Fiona who is in S3 wrote us a piece for the blog:
"I think that the Archaeological dig was very interesting since we found so many fascinating artefacts that were just right behind my house. The students and the supervisors were very good and they explained to me all the techniques that they were using, and if they found something they had to record it down very precisely. Not only did we find artefacts but we also found structural looking things and it was so exiting finding all the different types of stone features that looked man made. The artefact that i really liked was the chain mail purse because it was incredibly old and it was just in my garden. We found a post hole that was so cool but it is really difficult to find out what it is but i think it may have been a post hole for holding up structures like shelters or something like that. All in all i thought it was a good experience and i look forward to doing more in the future and i thank everyone who was involved!"

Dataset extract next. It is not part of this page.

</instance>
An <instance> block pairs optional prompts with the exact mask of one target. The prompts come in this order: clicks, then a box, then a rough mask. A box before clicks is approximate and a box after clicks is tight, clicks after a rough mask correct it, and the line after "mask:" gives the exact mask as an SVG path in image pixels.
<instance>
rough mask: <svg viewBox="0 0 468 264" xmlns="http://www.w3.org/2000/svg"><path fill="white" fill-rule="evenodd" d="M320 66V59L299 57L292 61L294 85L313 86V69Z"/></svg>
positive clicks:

Here is a lovely message from Fiona's Mum Lorna:
"Huge thanks from us all at The Crofts. It was fascinating having you and your students working in the garden . The two students Ashleigh and Cat were really lovely and entertaining!
Fiona and I thoroughly enjoyed getting stuck in to the digging and scraping too. It really does bring history to life when you are finding items from the past in your own garden and a brilliant way to get youngsters interested. The purse was my favourite! I have been told by my mother that my grandmother had one like that."
We spent the end of the week getting our pop-up museum ready. Thank you so much to all the local volunteers who have offered to help with the shop, given up their gardens and volunteered to learn how to excavate! The Big Dig wouldn't happen without you!